BACKGROUND: Aberrant activation of the WNT/β-catenin and STAT3 signaling pathways plays a critical role in cancer progression. However, direct targeting of these pathways as an anti-cancer therapeutic approach needs to be reconsidered due to its serious side effects. Here, we demonstrate that overexpression of WNT induces STAT3 activation in a galectin-3-dependent manner. METHODS: We investigated how galectin-3 mediates the crosstalk between WNT/β-catenin and STAT3 signaling and whether inhibition of galectin-3 can reduce gastric cancer. The molecular mechanisms were analyzed by biochemical assays using cultured gastric cancer cells, patient tissues, and genetically engineered mice.

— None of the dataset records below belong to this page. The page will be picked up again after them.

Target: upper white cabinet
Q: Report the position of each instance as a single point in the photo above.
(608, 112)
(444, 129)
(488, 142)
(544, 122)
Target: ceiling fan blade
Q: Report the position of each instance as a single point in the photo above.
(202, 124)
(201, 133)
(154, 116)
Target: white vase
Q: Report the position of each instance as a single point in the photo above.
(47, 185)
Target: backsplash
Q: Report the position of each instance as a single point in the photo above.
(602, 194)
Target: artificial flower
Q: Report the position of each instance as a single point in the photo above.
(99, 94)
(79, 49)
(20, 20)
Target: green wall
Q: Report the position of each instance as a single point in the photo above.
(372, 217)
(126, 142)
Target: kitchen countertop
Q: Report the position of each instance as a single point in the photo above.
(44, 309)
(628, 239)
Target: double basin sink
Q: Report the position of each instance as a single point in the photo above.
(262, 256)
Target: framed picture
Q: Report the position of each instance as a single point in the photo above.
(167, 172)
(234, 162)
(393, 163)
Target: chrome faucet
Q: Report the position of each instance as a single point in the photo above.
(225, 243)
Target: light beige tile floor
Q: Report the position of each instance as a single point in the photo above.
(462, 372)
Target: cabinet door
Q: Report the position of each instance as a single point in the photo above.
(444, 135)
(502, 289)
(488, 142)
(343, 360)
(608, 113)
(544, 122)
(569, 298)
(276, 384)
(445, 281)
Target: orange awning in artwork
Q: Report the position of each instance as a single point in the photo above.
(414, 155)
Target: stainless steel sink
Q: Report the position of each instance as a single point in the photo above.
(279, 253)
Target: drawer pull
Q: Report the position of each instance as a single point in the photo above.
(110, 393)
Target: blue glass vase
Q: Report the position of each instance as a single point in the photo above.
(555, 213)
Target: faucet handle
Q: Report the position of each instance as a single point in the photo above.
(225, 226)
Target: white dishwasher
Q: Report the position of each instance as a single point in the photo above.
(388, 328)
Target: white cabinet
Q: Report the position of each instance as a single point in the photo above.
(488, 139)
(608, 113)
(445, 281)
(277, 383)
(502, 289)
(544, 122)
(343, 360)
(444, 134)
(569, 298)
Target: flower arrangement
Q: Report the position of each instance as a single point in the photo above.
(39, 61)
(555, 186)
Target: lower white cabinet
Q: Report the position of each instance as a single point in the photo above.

Moreover, we confirm of therapeutic effects of GB1107, a cell-penetrating galectin-3 specific inhibitor, using orthotopic gastric cancer-bearing mice RESULTS: Increased levels of galectin-3 and STAT3 phosphorylation were detected in the stomach tissues of WNT1-overexpressing mouse models. Also, high expression levels and co-localization of β-catenin, pSTAT3, and galectin-3 in patients with advanced gastric cancer were correlated with a poorer prognosis. Galectin-3 depletion significantly decreased STAT3 Tyr705 phosphorylation, which regulates its nuclear localization and transcriptional activation. A peptide of galectin-3 (Y45-Q48) directly bound to the STAT3 SH2 domain and enhanced its phosphorylation. GB1107, a specific membrane-penetrating inhibitor of galectin-3, significantly reduced the activation of both STAT3 and β-catenin and inhibited tumor growth in orthotopic gastric cancer-bearing mice. CONCLUSIONS: We propose that galectin-3 mediates the crosstalk between the WNT and STAT3 signaling pathways. Therefore GB1107, a galectin-3-specific inhibitor, maybe a potent agent with anti-gastric cancer activity. Further studies are needed for its clinical application in gastric cancer therapy.